The future of AI apps is on the device: How to run AI models with React Native ExecuTorch
Development•React Native••14 minutes read
Norbert Klockiewicz
Guest Author
Maciej Rys
Guest Author
Learn how to integrate AI models within your Expo apps while keeping your users data safe and private.

AI apps have surged in popularity, with thousands of developers building them right now. However, many developers don’t realize that AI integration is possible without sending data to model provider APIs or paying access fees. Until recently, on-device AI was merely experimental, but as models have become smaller and more efficient while devices have gained processing power, this technology has become accessible to everyone.
What is on-device AI?
Over a decade ago (2011), Siri emerged as one of the earliest examples of mobile AI. A few years later (2014), you could wake Siri up with the “Hey Siri” command, which was one of the first on-device AI features. The breakthrough came in 2017 with the introduction of the Neural Engine in the A11 Bionic processor (iPhone X), delivering 600 billion operations per second of dedicated AI processing power.
Since then the technology began moving beyond simple voice commands. Current generation NPU in iPhone 16 Pro is capable of 35 trillion operations per second, enabling sophisticated language models and real-time image generation, all running entirely on-device.
But the hardware capability is just the foundation. On-device AI delivers benefits that reshape how we think about mobile applications:
- Privacy by Design: User data never leaves the device. Whether summarizing confidential documents, analyzing personal photos, or processing sensitive information, on-device AI ensures complete privacy.
- Free of cost: Eliminate ongoing API costs and unpredictable cloud expenses. A model that might cost hundreds monthly in cloud computing runs indefinitely on users' devices at zero marginal cost.
- Universal Reliability: On-device AI works everywhere: in airplane mode, remote locations, during network outages. This reliability enables use cases impossible with cloud-dependent solutions.
- Instant Response: With no network round trips, users experience sub-second responses that feel natural and immediate.
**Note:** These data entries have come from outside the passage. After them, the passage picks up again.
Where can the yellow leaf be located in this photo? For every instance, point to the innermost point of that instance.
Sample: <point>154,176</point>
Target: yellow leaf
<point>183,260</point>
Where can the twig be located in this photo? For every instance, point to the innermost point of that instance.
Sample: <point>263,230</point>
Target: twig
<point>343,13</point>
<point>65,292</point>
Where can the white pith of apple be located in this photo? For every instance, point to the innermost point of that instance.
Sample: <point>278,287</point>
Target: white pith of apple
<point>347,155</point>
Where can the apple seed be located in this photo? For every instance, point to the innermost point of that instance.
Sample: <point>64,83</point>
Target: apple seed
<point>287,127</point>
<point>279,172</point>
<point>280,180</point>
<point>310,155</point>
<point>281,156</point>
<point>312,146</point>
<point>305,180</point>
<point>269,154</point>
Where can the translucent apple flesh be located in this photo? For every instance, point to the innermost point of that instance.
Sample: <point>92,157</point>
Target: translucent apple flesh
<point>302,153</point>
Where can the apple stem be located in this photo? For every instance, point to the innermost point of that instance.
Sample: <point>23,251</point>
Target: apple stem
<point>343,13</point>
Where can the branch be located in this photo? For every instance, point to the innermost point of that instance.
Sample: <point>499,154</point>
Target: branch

However, the practical reality of implementing on-device AI presents significant challenges. Running AI models directly on mobile devices requires integrating inference engines like ExecuTorch. They are massive projects which have a complicated build process and require domain specific knowledge. This is where libraries like react-native-executorch bridge the gap by abstracting away these complexities from developers.
Introducing react-native-executorch
react-native-executorch is a library created by Software Mansion. Its mission is to enable React Native developers to implement AI features without machine learning expertise or complex infrastructure setup. The library provides a complete development ecosystem:
- Pre-exported models hosted on Hugging Face, ready for immediate use.
- Intuitive API that abstract away pre and post processing.
- Seamless Integration with existing React Native workflows.
Technological dive
Under the hood, react-native-executorch leverages ExecuTorch, Meta’s inference engine that powers on device AI features in Instagram and Facebook applications. ExecuTorch delivers an end-to-end solution for AI deployment on edge devices, with several key advantages:
- PyTorch Ecosystem Integration: Developers can build and train models using the familiar PyTorch environment, then export them directly for mobile development without leaving the familiar environment.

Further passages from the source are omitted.